Last week, I wrote about the success that Israeli companies have enjoyed in launching their apps on the global market. In parallel, at the end of this month, Israel will have the fourth largest delegation at the annual Mobile World Congress in Barcelona.

When the Israeli economy effectively shut down in 1986, it was known for trading in polished diamonds, arms and Jaffa oranges. The last two are still dominant, but number three on the list is now hightech – in all its forms and with great gusto.

Apps and mobiles are just one part of the new economy. Exits and FDI in 2011 did keep moving ahead. The continuous move of multinationals to set up r&d centres in the Holyland is another part of the puzzle. (For example, check out the Facebook event in Tel Aviv, scheduled for March 2012).  However, my point is that there is something else going on.

Israel has a culture that drives initiatives forward from the ground upwards. For example, this weekend, the newspaper “The Calcalist” – Hebrew for the word economist – featured seven new companies in the field of cloud computing.

By definition, these companies have barely been around for more than 24 months. With names like Cloudyn, Dome9 and 6Scan, they have an average of 10 workers. And they have all already brought in their first million dollars in venture capital – in one instance, US$11 million.

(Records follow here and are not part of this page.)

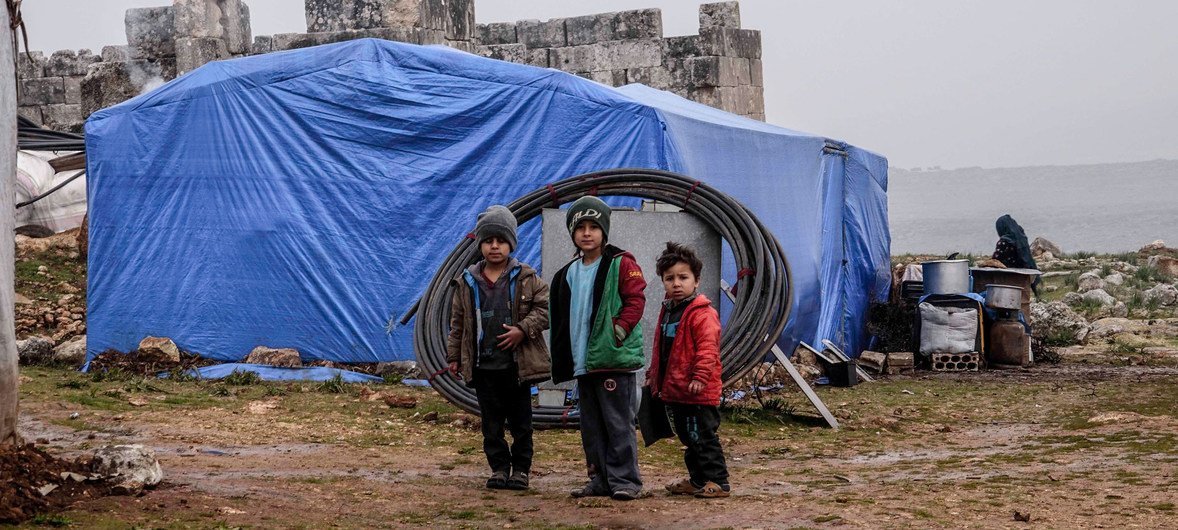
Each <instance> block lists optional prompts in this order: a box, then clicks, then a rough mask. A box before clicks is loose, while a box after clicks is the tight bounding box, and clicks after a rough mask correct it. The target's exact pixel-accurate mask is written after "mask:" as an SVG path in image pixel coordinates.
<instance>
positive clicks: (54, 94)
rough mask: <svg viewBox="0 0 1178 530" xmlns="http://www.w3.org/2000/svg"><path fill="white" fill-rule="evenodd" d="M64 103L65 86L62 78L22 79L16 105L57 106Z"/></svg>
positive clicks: (64, 102) (39, 78)
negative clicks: (18, 100) (44, 105)
mask: <svg viewBox="0 0 1178 530" xmlns="http://www.w3.org/2000/svg"><path fill="white" fill-rule="evenodd" d="M65 102H66V84H65V79H62V78H38V79H22V80H21V81H20V101H19V102H18V105H58V104H65Z"/></svg>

Biotech can boast a similar story.Consider BioInvest Israel, which  will open its doors again in Haifa. Investment groups are due from Italy, Poland, Japan and the USA to name a few. Why?

Well, take a company like Marx Biotechnology Ltd, which I have been concerned with for some time. Within a year, their small team of biologists have achieved POC to develop a diagnostic kit for the detection of the early stage of Graft Versus Host Disease. (Experts had said that it could take a decade just to reach this point.)

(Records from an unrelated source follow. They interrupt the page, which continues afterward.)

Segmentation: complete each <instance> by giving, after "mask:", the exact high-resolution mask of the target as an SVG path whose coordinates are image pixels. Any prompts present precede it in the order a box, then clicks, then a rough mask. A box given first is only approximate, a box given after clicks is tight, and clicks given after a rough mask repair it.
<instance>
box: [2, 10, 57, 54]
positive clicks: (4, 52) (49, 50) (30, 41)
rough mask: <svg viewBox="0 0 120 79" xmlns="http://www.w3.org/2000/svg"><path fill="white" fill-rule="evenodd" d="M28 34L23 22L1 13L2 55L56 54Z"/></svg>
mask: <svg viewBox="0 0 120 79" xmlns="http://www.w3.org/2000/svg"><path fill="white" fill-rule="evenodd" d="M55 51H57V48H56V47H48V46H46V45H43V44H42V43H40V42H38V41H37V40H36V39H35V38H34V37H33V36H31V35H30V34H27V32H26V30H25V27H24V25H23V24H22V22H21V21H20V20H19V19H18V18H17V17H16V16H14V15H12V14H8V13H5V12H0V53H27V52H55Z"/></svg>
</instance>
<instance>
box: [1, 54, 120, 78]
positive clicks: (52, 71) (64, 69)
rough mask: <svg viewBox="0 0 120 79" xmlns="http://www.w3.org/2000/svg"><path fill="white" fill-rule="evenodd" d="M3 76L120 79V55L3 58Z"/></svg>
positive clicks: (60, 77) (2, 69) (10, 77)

If Marx Biotech is successful, not only will tens of thousands of lives be saved every year. The kit will allow for a vastly extended use of stem cell treatment. It will be a test of the company’s skills to reach market in the predicted 24 months.

I can discuss similar examples in the field of Cleantech, and not just the usual set of wind or solar stories. Telecomm, Nanodiamonds, Security and more have all come my way in recent months – all stories where one or two individuals had a spark and ‘went for it’, triumphantly.

Slowdown or not, 2012 will be another fascinating year for the Israeli economy, challenging the boundaries of the accepted.